The European Union has succeeded in ensuring that millions of Africans face the threat of starvation in the coming months. Over the summer, the leaders of Lesotho, Swaziland, Zimbabwe, Mozambique, Malawi, and Zambia—six of the nations worst affected by the recent drought—have rejected US food aid because the corn earmarked for distribution is genetically modified to be resistant to insects. It does not matter that the same corn was deemed fit for consumption in the United States. It does not matter that the EU has found no evidence that GM corn is unsafe. And it does not matter that the WHO and the Food and Agricultural Organization have reaffirmed that “it is unlikely that GM foods pose a risk to human health.” The decision was based on fear and prejudice, pure and simple. And it was a direct result of the looming trade war between the EU and the United States over GM crops.

These African governments refused GM corn because they fear that Europe will ban their agricultural exports if they become “contaminated” with transgenic material from Bt corn. This is not really surprising, as the EU has imposed a moratorium on marketing approvals of GM crops in recent years on the basis of the questionable precautionary principle—a concept that encourages regulators to ban new products or technologies on the smallest suspicion that they could pose some unknown threat.

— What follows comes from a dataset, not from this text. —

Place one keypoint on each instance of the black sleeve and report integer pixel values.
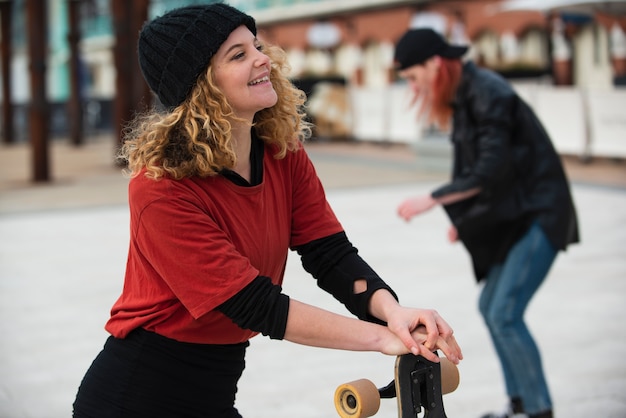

Of course, the EU could have stepped in and allayed the fears of these African heads of state. It chose instead to reject calls from Washington to reassure African countries that GM food is fit for human consumption. No one in Europe thought it useful to point out that member countries such as Bulgaria and Spain are growing GM corn themselves, or indeed that the EU has never declared GM food unsafe. And no one in Europe thought it worth clarifying that the main African exports, such as beef, would not be affected by the European trade restrictions. The sale of meat, milk, or eggs raised on GM fodder is not currently covered by the regulations.

Meanwhile, the WHO managed to convince five of the six African leaders of a way round this Catch-22-like impasse. At the beginning of September, Lesotho, Malawi, and Swaziland were accepting GM grain, and Zimbabwe and Mozambique had all agreed to retract their bans, provided the GM grain was milled before distribution, thereby removing the potential for contamination of indigenous crops. Zambia's leader, Levy Mwanawasa, refused to budge, however, saying he would not allow his people to eat “poison.”

Around the same time, the World Bank stepped up to the plate and announced the formation of a panel headed by World Bank chief scientist Robert Watson, which is scheduled to meet in Dublin next month to examine evidence on the safety of GM food and its impact on the environment. One is left wondering what stunning new insights such a panel is going to provide.

Is there a collective amnesia about what has been going on in biotechnology for the past 15 years? Scientific panel after scientific panel after scientific panel has concluded that GM foods are safe to eat. The US Food and Drug Administration thinks they are. And even a EU biosafety report published a year ago—summarizing 15 years of research on GM products and encompassing over 81 separate studies—found no evidence that these foods pose any new risks to human health or the environment.

After 30 years of work with recombinant DNA and genetic engineering, many millions of experiments have been performed by everyone from amateurs without supervision to experts at highly sophisticated academic and commercial centers. So far, at this journal, we are aware of only a handful of published reports of adverse results. One memorable case, reported last year in the Journal of Virology (75, 1205–1210, 2001), was the creation of a mousepox virus that unexpectedly became more virulent in mice when Australian researchers introduced an interleukin-4 gene (in retrospect perhaps this was not so surprising, as interleukin-4 is known to potentiate immunogenicity). But the fact that unexpected consequences are possible should not compel us to abandon this extraordinary technology altogether. Rather it merely underlines the fact that no technology is without risk. And biotechnology is clearly safer than jaywalking or slicing bagels.

As societies in the developed world become increasingly obsessed with protecting themselves from all risk, real or imagined—and individuals who question the goal of zero risk are progressively marginalized by those with influence in politics and public life—we begin to enter a fantasy world (reminiscent of Lewis Carroll's childhood tales) devoid of all rational perspective. That might not matter in a society where agriculture is subsidized, food is plentiful, and daily life is concerned less with survival than with reducing calorific intake. But applying the same Alice-in-Wonderland principle of zero risk to life in the countries of sub-Saharan Africa is not only inappropriate—it is unconscionable. Wrangling over barriers to trade at the World Trade Organization is one thing. Increasing the likelihood that millions will starve is an entirely different matter.